Hooray. You bought a brand-new Windows laptop and, for whatever reason, the manufacturer was nice enough to let you go through the installation process yourself instead of filling your new system full of crapware for you. Just kidding. It's rare when that happens, and buying a laptop that's full of junk is one — but certainly not the only — reason why you might want to reinstall your operating system from scratch.

Assuming you've backed up your data and are ready to pull the trigger and restore your laptop to a pristine state, reinstalling Windows is both easy and cathartic.

Reinstalling Windows doesn't take as much time as you think

I'll be walking through the Windows installation process on a Surface Pro laptop, which might have a few different options or screens than the laptop you're using. You can also reinstall Windows 10 on a desktop PC, of course, but the screens (or their order) might be slightly different as well. Don't worry; you'll get the gist.

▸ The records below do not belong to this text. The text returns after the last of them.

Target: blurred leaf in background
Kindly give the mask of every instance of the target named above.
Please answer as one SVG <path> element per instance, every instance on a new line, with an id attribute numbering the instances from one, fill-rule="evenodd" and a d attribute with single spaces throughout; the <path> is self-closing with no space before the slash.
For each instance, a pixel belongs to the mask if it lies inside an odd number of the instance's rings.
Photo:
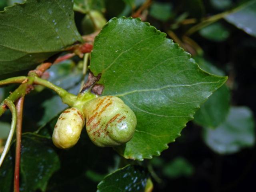
<path id="1" fill-rule="evenodd" d="M 210 0 L 210 2 L 213 7 L 220 10 L 230 8 L 233 3 L 232 0 Z"/>
<path id="2" fill-rule="evenodd" d="M 149 14 L 156 19 L 166 22 L 172 16 L 172 7 L 170 3 L 154 1 L 150 7 Z"/>
<path id="3" fill-rule="evenodd" d="M 202 69 L 217 75 L 224 75 L 223 72 L 202 57 L 194 58 Z M 208 128 L 216 127 L 226 119 L 229 110 L 230 100 L 230 91 L 224 85 L 200 106 L 194 115 L 194 122 Z"/>
<path id="4" fill-rule="evenodd" d="M 225 19 L 236 27 L 256 37 L 256 0 L 249 1 L 238 7 L 238 11 L 230 14 Z"/>
<path id="5" fill-rule="evenodd" d="M 190 176 L 194 171 L 193 166 L 182 157 L 177 157 L 167 163 L 163 169 L 164 175 L 172 179 Z"/>
<path id="6" fill-rule="evenodd" d="M 203 138 L 207 146 L 220 154 L 238 152 L 255 143 L 255 123 L 246 107 L 232 107 L 226 120 L 212 130 L 204 128 Z"/>
<path id="7" fill-rule="evenodd" d="M 199 31 L 199 34 L 206 39 L 217 42 L 226 40 L 230 35 L 228 28 L 219 22 L 204 27 Z"/>

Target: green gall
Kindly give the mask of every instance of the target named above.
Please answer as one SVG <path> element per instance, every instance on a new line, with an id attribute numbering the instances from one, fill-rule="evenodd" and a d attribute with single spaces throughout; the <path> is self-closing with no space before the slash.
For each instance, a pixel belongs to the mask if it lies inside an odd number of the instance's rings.
<path id="1" fill-rule="evenodd" d="M 85 104 L 83 112 L 88 135 L 97 146 L 117 146 L 132 139 L 136 116 L 118 97 L 103 96 L 92 99 Z"/>
<path id="2" fill-rule="evenodd" d="M 52 141 L 58 148 L 70 148 L 79 139 L 85 120 L 81 112 L 72 107 L 60 115 L 52 134 Z"/>

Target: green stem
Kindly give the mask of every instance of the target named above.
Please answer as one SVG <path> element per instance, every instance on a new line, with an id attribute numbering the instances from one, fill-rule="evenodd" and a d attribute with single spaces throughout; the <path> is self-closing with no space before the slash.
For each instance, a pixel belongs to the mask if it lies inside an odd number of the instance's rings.
<path id="1" fill-rule="evenodd" d="M 0 116 L 3 114 L 3 113 L 7 109 L 5 107 L 6 104 L 5 104 L 6 100 L 10 101 L 12 102 L 14 102 L 16 100 L 20 97 L 24 96 L 26 95 L 26 92 L 27 91 L 28 87 L 30 85 L 32 85 L 34 82 L 34 77 L 25 77 L 26 78 L 23 79 L 23 80 L 27 79 L 27 81 L 24 83 L 21 84 L 19 87 L 15 90 L 5 100 L 2 102 L 0 104 Z M 10 78 L 11 79 L 11 78 Z M 10 79 L 7 79 L 6 80 Z M 9 82 L 10 82 L 9 81 Z"/>
<path id="2" fill-rule="evenodd" d="M 240 10 L 244 7 L 248 6 L 249 4 L 246 4 L 245 5 L 244 4 L 243 4 L 240 6 L 236 7 L 236 8 L 232 9 L 231 10 L 229 10 L 228 11 L 223 12 L 219 14 L 217 14 L 216 15 L 214 15 L 207 19 L 205 19 L 204 20 L 203 20 L 201 22 L 193 26 L 191 28 L 189 29 L 188 30 L 188 31 L 186 32 L 185 34 L 187 36 L 191 35 L 195 32 L 196 32 L 196 31 L 200 30 L 202 28 L 203 28 L 204 27 L 206 27 L 208 25 L 212 24 L 212 23 L 216 22 L 218 20 L 223 18 L 227 15 Z"/>
<path id="3" fill-rule="evenodd" d="M 61 98 L 62 102 L 70 106 L 73 106 L 76 100 L 76 96 L 69 93 L 67 91 L 52 83 L 39 77 L 34 77 L 34 83 L 42 85 L 52 89 Z"/>
<path id="4" fill-rule="evenodd" d="M 87 69 L 88 68 L 88 60 L 89 59 L 89 56 L 90 56 L 89 53 L 86 53 L 84 54 L 84 64 L 83 65 L 83 80 L 81 82 L 81 87 L 80 87 L 80 92 L 84 86 L 84 78 L 86 74 L 86 72 L 87 72 Z"/>
<path id="5" fill-rule="evenodd" d="M 20 76 L 19 77 L 12 77 L 8 79 L 0 81 L 0 86 L 1 85 L 10 84 L 11 83 L 22 83 L 27 78 L 25 76 Z"/>
<path id="6" fill-rule="evenodd" d="M 17 121 L 17 113 L 16 112 L 16 108 L 14 104 L 12 101 L 8 99 L 5 99 L 4 101 L 4 104 L 6 105 L 10 109 L 12 112 L 12 124 L 11 125 L 11 129 L 7 138 L 7 140 L 5 144 L 4 148 L 4 151 L 3 153 L 1 155 L 0 157 L 0 167 L 3 163 L 4 158 L 5 157 L 8 150 L 10 148 L 10 145 L 11 144 L 11 142 L 12 142 L 12 139 L 14 133 L 14 130 L 15 130 L 15 127 L 16 126 L 16 122 Z"/>

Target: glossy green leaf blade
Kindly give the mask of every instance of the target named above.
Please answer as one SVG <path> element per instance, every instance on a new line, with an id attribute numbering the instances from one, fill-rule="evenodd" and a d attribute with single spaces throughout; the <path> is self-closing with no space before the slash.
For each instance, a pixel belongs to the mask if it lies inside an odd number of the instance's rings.
<path id="1" fill-rule="evenodd" d="M 203 58 L 195 58 L 200 68 L 206 71 L 218 75 L 224 73 Z M 223 122 L 228 114 L 230 107 L 230 91 L 224 85 L 211 95 L 200 106 L 194 116 L 194 121 L 198 125 L 214 128 Z"/>
<path id="2" fill-rule="evenodd" d="M 149 176 L 142 168 L 128 165 L 106 176 L 97 192 L 144 192 Z"/>
<path id="3" fill-rule="evenodd" d="M 113 18 L 95 39 L 90 68 L 102 73 L 103 94 L 120 97 L 137 117 L 133 138 L 116 148 L 126 158 L 159 155 L 227 79 L 201 70 L 166 35 L 138 19 Z"/>
<path id="4" fill-rule="evenodd" d="M 51 140 L 32 133 L 24 134 L 20 160 L 20 191 L 45 191 L 50 178 L 60 166 Z M 15 148 L 15 143 L 12 145 Z M 12 191 L 14 157 L 11 150 L 0 169 L 0 191 Z M 12 154 L 11 155 L 10 154 Z"/>
<path id="5" fill-rule="evenodd" d="M 0 12 L 0 75 L 27 69 L 81 41 L 73 3 L 28 0 Z"/>
<path id="6" fill-rule="evenodd" d="M 250 1 L 242 5 L 241 9 L 230 14 L 225 19 L 248 34 L 256 37 L 256 0 Z M 238 7 L 238 8 L 239 8 Z"/>
<path id="7" fill-rule="evenodd" d="M 255 122 L 252 113 L 246 107 L 232 107 L 225 122 L 214 130 L 204 129 L 206 144 L 215 152 L 229 154 L 255 143 Z"/>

When Windows' installation process starts up — on my Surface Pro, at least — Microsoft uses Cortana to say hello and explain a few basic steps. It can be a little jarring to have your laptop start blasting noise at you, so I quickly mute Cortana (sorry!) as soon as she begins her monologue. Once she's done, Windows asks you to confirm your location. Easy. You'll then be asked to confirm the keyboard layout you want. I'm willing to bet that 99 per cent of you will go with the default option, as you should.

Also, a brief aside: Since Cortana is listening during the installation process, you don't even have to click on any prompts. Just speak the word in the box you want to select — like "Skip" — if you want to set up your operating system lazy-style.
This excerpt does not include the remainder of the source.